Zamansız alemin mekanında bekleyiş vaktidir, “Hu” ların ruhlara üflenişidir o an.

Ayrılmak üzere sıkılan cisimsiz eller, vuslata gidişe hazırlanır şu an.

Bezm-i eleste şahlanan sadalar, Hakka hak diye ilan eder candan.

Sadalar yükselirken Rabbe, ruhlar cismaniyeti bekler hasretle, Rabbe vuslatın yolu hasrettir, ruh henüz bilmese de.

Ebediyetin kucağında yoktan var olan ruhlar, bir bir esmalarda yoğrulmuşlar.

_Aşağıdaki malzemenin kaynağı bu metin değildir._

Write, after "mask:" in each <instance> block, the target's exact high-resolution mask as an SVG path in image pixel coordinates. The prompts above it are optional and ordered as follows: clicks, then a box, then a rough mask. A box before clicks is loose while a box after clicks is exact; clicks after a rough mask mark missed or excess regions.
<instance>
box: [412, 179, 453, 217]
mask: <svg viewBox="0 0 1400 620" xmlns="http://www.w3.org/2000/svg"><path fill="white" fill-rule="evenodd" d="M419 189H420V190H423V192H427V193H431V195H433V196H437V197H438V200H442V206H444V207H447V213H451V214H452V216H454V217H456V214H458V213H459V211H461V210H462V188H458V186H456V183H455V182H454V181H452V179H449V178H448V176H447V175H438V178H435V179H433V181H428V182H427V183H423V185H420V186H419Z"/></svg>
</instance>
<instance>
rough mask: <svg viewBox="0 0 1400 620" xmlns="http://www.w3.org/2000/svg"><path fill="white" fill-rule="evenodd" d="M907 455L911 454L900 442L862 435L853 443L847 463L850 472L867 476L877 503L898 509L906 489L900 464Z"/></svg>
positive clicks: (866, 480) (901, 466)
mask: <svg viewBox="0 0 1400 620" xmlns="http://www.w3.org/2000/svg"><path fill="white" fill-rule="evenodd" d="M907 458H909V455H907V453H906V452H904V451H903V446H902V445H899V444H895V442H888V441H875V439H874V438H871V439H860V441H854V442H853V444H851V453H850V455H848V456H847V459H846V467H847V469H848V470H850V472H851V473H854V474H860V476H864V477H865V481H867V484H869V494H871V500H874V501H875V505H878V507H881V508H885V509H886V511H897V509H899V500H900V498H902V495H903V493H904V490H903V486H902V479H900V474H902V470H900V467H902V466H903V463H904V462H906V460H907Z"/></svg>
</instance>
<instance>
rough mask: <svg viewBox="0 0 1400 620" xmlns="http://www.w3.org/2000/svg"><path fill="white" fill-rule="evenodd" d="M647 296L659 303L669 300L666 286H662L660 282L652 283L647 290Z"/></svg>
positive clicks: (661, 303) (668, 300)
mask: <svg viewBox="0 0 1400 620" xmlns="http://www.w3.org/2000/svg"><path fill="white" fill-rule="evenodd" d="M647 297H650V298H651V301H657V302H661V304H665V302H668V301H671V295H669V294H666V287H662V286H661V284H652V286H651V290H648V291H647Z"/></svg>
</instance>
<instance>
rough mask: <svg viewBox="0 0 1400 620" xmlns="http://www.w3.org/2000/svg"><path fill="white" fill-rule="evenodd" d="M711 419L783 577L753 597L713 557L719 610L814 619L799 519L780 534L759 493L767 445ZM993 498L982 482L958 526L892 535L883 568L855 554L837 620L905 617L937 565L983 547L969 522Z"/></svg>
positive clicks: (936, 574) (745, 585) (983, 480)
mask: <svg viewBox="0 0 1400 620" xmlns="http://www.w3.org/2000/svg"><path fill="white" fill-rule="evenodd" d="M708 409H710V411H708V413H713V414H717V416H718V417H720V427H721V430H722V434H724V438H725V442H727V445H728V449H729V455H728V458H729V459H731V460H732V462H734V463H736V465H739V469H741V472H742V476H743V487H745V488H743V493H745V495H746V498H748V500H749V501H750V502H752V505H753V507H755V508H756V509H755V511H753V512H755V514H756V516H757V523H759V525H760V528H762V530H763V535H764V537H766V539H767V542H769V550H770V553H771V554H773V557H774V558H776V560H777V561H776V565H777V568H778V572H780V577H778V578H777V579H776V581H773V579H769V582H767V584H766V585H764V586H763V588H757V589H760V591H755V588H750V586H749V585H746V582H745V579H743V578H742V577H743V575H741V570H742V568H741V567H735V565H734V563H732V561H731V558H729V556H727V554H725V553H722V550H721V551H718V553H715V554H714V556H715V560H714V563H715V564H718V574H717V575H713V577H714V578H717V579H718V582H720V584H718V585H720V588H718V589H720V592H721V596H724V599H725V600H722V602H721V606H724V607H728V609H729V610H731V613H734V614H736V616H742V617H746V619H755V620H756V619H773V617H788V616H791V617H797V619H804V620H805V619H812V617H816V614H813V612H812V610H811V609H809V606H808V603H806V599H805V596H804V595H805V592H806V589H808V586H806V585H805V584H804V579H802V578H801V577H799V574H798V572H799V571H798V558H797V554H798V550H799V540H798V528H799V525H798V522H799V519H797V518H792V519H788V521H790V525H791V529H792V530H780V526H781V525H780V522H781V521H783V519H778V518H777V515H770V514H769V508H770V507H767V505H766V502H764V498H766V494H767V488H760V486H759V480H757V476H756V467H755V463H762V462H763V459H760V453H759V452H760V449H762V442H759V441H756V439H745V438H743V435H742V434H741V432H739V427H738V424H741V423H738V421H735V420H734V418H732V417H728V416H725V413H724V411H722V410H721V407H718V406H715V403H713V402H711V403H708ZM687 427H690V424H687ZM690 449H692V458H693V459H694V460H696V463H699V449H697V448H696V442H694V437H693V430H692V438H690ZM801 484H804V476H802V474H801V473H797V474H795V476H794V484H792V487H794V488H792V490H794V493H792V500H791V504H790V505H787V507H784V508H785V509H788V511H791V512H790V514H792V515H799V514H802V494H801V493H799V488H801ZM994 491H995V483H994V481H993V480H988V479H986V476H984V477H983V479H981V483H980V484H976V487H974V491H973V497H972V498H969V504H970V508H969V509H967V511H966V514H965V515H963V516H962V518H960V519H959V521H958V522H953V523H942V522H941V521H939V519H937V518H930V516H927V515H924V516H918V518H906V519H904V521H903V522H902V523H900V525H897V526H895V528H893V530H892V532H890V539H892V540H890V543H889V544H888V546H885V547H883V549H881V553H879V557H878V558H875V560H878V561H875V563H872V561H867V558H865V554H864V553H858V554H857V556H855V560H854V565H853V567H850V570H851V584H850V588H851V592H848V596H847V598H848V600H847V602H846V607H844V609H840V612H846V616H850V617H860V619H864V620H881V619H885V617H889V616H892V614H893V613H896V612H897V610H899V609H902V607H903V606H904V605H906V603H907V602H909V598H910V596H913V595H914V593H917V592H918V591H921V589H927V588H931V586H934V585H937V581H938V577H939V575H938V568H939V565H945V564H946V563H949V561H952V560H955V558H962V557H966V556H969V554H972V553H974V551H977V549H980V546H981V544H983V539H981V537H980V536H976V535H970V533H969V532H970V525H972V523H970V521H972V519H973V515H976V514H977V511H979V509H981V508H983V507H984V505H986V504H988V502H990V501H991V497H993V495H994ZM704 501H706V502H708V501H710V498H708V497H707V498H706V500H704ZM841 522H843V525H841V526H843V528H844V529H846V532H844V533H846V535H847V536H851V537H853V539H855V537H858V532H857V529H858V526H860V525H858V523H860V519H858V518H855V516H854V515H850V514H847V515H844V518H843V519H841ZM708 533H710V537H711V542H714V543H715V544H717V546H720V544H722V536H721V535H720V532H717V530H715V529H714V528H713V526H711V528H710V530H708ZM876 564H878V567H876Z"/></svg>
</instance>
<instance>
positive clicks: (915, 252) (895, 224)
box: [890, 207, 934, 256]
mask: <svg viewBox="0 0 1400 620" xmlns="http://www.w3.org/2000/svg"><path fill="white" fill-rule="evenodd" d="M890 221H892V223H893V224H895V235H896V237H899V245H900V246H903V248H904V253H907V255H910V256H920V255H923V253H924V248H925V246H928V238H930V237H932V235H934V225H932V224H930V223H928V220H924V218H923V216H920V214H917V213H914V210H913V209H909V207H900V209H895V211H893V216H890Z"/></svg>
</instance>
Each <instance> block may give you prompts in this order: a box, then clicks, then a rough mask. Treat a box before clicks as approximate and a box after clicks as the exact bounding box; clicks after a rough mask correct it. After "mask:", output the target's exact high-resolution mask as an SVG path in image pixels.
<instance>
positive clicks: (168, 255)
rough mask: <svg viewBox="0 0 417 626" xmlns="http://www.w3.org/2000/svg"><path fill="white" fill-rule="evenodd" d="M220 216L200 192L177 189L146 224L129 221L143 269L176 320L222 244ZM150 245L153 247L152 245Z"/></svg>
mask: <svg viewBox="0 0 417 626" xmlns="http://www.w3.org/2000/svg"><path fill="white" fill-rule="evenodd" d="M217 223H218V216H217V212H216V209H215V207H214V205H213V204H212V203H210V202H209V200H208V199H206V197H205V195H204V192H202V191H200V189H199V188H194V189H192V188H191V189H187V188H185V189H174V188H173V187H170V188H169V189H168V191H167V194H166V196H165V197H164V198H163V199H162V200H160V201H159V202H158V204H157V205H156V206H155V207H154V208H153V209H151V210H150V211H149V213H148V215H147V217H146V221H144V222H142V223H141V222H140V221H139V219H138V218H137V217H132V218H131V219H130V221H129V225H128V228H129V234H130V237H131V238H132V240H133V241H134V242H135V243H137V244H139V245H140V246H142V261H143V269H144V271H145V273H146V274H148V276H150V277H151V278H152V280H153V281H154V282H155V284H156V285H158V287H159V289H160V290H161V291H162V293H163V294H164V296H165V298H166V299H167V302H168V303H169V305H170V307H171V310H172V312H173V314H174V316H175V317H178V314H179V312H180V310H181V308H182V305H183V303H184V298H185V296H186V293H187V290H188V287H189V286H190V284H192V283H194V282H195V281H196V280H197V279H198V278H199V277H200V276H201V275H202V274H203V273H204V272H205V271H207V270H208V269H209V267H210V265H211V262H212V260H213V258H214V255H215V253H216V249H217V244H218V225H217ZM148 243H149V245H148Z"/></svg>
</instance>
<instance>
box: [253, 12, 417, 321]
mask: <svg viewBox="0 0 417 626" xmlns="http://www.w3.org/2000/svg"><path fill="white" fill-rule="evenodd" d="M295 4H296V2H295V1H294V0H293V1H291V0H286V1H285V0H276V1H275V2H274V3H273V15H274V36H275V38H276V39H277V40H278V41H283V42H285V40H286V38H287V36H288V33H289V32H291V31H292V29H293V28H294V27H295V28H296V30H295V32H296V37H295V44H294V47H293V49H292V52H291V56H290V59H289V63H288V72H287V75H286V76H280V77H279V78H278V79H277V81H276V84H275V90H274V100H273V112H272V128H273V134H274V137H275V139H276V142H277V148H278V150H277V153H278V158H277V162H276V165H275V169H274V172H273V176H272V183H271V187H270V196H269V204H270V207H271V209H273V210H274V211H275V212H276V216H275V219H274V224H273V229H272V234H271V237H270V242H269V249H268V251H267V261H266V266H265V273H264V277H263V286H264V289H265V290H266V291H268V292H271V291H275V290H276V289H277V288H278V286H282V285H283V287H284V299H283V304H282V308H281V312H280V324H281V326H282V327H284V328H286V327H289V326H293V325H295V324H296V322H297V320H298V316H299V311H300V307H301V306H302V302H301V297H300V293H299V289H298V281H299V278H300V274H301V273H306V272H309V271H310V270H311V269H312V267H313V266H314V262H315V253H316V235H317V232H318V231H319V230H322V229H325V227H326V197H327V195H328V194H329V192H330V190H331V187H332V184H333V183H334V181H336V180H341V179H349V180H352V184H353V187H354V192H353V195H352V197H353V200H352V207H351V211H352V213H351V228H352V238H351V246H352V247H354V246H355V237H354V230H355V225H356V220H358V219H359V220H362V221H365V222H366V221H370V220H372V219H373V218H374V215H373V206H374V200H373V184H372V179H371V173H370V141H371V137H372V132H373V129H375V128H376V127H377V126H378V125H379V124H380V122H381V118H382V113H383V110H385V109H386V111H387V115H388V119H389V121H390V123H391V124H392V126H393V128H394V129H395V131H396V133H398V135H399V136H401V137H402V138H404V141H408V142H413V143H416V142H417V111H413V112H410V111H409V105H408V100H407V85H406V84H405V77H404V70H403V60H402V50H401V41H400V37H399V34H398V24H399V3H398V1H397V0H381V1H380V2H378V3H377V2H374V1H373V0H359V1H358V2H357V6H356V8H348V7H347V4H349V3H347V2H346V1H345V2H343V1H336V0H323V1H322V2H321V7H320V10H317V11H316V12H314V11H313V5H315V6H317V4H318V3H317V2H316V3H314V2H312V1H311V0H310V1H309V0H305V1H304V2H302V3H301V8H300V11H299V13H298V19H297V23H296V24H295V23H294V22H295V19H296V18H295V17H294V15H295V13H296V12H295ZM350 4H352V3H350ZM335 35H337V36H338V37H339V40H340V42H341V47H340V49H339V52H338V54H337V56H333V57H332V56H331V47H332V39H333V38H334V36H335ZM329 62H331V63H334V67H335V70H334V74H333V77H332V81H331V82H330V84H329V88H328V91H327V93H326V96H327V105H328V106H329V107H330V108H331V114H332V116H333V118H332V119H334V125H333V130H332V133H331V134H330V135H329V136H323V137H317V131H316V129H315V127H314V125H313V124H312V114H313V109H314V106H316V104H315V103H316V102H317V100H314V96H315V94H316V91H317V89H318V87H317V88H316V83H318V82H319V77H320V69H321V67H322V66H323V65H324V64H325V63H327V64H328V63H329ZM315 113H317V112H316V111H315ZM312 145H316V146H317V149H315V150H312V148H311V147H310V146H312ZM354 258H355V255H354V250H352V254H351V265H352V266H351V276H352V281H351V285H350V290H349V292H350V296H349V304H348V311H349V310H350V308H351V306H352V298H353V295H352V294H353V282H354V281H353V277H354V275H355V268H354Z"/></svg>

Zaman gelmiştir esmalar sır kılıflarında.

Ezel-ebed çizgisine bir parantez açılmakta bir anda, cismaniyete taşınacak ruhlar alemlerinde beklemekte.

Yürekten dökülen ümitler, dualar ruhu istemekte, ana rahmiymiş yeni durak, kimseler bilmese de.

Ana dilinde başlar en tatlı nağmeler, sevdaya kalbeden en tatlı hevesler.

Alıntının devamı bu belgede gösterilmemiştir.